Originalmente publicado en El Libertario.
La prensa reportó, durante el fin de semana, que una tribu
amazónica había sido fotografiada por primera vez en la historia durante un
paseo de reconocimiento en helicóptero. Una nota similar fue difundida por la
prensa hace diez años, también con fuente en la selva amazónica. En ambos
casos, los indígenas reaccionaron con agresividad hacia quienes los observaban
o el helicóptero. De todas maneras, la nota de hace diez años terminó siendo
desmentida a los pocos días, puesto que la tribu fotografiada ya era conocida,
y los difusores del engaño lo justificaron para ayudar en la conservación de
esta tribu y su estilo de vida. Esto me hace sospechar que la nota periodística
del fin de semana obedezca a la misma lógica «proteccionista»: la observación
registrada es prácticamente idéntica a la de hace una década y el fotógrafo ha
manifestado abiertamente que la importancia de su registro radica en la preservación
de esta gente. Queda claro que su interés es mantener aislada esta población
humana.
Uno podría imaginarse un fin siniestro en esta intención de
mantener aislado un grupo de personas: lo primero que yo mismo pensé es que se
pretende dejarlos incomunicados para que vivan en una especie de zoológico al
aire libre desde donde el mundo pueda observar ocasionales fotografías o
grabaciones o incluso montar un reality
show sobre la vida diaria de esta gente. Los comentaristas de «Teletrece»

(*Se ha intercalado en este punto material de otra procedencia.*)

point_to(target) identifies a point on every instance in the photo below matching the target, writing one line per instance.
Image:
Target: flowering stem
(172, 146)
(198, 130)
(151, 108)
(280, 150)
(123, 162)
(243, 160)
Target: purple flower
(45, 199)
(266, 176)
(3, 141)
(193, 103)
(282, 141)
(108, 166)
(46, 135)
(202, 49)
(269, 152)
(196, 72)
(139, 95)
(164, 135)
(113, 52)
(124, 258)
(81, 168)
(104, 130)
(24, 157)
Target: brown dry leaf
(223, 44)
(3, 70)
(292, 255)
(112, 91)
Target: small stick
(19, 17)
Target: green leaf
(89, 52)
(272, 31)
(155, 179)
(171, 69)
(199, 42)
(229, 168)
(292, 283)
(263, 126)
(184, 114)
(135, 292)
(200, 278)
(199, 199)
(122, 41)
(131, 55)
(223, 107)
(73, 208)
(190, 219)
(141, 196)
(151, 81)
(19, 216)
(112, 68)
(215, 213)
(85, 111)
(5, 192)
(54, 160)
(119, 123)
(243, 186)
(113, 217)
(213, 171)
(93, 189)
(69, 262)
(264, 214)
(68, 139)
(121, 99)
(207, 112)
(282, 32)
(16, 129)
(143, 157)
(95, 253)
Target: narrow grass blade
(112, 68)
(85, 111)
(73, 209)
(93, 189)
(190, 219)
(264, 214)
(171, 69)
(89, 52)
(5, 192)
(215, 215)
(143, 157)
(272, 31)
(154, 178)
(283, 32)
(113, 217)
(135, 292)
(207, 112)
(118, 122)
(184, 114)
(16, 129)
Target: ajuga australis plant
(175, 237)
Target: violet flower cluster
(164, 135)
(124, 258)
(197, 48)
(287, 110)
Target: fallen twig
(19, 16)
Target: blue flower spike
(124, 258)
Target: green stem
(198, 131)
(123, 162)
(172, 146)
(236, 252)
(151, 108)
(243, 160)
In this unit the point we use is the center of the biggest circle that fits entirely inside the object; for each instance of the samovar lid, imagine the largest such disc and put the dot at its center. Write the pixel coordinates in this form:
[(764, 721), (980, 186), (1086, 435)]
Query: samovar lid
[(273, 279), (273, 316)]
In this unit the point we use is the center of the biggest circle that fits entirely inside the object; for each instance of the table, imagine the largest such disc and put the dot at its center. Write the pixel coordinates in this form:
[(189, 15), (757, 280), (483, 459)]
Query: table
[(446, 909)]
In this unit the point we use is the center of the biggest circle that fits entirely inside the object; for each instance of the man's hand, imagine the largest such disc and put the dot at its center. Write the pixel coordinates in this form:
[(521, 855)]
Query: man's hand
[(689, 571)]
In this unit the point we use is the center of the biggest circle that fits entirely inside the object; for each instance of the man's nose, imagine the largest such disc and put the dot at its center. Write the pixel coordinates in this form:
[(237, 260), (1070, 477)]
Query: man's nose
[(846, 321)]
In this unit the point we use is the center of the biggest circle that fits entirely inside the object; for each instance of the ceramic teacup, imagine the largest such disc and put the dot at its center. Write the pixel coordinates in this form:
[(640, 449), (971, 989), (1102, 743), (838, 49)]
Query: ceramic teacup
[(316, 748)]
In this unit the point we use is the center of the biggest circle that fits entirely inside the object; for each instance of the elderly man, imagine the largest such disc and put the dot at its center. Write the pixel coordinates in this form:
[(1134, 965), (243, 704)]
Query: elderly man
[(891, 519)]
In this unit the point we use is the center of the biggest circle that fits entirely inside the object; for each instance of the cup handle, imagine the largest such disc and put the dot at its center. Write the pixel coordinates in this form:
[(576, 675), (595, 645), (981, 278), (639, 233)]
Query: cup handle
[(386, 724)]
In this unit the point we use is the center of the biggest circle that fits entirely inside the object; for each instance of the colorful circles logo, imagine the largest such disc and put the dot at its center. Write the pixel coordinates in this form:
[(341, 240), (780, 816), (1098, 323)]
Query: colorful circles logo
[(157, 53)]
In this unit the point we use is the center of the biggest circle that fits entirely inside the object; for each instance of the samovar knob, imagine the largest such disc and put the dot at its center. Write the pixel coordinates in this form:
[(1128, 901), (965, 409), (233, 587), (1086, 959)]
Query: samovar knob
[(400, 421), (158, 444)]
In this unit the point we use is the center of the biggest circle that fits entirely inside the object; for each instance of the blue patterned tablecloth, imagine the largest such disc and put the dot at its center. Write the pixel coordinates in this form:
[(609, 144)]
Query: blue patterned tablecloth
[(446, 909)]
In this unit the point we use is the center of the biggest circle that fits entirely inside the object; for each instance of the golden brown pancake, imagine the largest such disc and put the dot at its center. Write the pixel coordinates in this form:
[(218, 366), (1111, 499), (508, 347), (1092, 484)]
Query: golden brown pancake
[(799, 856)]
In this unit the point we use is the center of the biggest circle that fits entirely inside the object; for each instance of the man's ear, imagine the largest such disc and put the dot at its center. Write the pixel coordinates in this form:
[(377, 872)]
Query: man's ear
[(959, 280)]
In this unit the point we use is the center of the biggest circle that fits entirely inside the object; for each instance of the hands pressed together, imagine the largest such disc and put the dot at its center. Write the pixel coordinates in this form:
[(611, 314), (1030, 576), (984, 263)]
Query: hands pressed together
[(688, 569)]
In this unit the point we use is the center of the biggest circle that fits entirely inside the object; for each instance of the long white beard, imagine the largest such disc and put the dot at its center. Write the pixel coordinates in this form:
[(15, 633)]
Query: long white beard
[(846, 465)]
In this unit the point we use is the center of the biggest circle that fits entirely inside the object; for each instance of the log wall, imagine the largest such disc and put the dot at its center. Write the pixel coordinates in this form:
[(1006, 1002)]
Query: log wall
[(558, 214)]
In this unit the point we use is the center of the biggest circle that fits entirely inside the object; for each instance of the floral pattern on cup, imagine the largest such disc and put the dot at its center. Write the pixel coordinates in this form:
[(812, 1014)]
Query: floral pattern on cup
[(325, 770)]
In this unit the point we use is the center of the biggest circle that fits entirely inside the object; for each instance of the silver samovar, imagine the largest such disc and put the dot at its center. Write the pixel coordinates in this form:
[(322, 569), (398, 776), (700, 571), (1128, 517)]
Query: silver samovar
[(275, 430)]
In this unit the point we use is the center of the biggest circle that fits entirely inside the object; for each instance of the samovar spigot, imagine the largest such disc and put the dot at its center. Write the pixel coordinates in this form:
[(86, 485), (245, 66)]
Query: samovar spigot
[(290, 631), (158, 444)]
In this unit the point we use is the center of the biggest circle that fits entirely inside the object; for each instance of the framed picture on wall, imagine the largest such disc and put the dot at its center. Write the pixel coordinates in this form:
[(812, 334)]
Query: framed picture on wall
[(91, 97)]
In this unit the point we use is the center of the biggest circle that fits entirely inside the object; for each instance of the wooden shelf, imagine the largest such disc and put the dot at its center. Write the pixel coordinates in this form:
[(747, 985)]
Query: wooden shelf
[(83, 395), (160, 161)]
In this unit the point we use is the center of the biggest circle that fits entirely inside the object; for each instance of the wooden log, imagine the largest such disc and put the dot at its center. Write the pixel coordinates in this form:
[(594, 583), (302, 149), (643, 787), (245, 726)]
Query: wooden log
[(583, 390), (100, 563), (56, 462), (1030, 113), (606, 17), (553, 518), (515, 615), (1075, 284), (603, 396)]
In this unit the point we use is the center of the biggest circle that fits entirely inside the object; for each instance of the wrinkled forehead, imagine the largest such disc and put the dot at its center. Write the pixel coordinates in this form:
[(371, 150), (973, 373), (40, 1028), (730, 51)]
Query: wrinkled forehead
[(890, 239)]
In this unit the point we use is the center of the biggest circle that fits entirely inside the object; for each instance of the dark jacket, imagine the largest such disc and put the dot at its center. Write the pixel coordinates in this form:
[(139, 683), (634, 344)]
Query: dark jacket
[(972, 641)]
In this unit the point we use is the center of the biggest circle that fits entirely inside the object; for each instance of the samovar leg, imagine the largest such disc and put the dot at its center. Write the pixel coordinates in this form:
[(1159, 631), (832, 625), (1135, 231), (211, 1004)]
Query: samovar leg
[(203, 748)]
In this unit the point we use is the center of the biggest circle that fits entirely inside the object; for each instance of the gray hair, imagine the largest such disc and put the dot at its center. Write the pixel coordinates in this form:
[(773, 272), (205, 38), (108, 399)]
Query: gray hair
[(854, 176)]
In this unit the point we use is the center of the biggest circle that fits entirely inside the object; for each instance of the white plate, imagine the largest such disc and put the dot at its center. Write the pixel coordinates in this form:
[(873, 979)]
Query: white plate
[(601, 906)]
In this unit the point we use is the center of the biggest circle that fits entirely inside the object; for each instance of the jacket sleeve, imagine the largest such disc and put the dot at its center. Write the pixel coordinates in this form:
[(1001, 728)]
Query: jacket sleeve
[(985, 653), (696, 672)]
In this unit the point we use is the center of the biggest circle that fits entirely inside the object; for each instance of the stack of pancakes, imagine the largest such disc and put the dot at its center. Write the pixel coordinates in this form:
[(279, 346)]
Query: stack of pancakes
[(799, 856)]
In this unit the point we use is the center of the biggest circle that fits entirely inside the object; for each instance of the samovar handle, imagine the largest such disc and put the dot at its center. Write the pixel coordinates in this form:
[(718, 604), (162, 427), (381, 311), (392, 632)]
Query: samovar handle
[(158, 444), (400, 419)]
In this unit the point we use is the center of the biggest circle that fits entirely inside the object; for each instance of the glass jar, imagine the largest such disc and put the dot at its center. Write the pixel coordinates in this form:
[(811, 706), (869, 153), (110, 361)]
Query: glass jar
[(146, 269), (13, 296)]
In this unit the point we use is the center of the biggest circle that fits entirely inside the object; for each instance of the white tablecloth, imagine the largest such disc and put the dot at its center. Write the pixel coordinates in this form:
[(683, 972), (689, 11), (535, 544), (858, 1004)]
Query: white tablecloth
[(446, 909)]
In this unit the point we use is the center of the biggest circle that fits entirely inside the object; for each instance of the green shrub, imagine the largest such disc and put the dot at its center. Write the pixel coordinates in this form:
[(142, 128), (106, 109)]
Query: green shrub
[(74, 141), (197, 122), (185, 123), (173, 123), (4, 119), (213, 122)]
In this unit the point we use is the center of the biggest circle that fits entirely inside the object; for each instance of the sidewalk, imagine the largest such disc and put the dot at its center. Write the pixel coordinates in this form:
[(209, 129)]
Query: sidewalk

en Facebook consideran, por su parte, que es una desgracia para esta tribu
haber sido descubierta, puesto que el contacto con el mundo moderno resulta
inevitable ahora y esto no solo le arrebatará su idílico estilo de vida actual
—como aquel representado en el acto 4to de Les
Indes galantes (Rameau 1735)—, sino que le atraerá un sinnúmero de
calamidades. Pero, tal como la ópera de Rameau, estas ideas responden a una
ilusión: todos sabemos que la leyenda del buen salvaje es un cuento infantil y
no se corresponde con la realidad. Basta con comparar índices como la esperanza
de vida al nacer o el ingreso per cápita de hace doscientos años (cuando ya
vivíamos mucho mejor que en la Edad Piedra) para saber que los indígenas de
Maíta están sufriendo mucho más que nosotros durante sus, no obstante, breves
lapsos de vida.
Existe, sin embargo, otra razón para preservar estas tribus
incomunicadas: no la de crear un zoológico o la de satisfacer una creencia
irracional, sino otra igualmente perversa, aunque más reputada socialmente. Todos
sabemos que las ciencias son, en principio, amorales y no se detienen, por lo
tanto, a preguntarse si sus métodos son dignos o si acaso transgreden los
principios de no agresión o de reciprocidad: para ellas existe siempre una
aproximación maquiavélica a la satisfacción de sus objetivos. Así que, por ende,
no tiene problema en proponer que estas personas sean mantenidas en su miseria
incluso si algún alma caritativa tiene la intención de acercarse para
ayudarlas. No es obligación de nadie socorrer a los indígenas de Maíta, pero
tampoco es lícito que le sea prohibido hacerlo a quien lo intenta.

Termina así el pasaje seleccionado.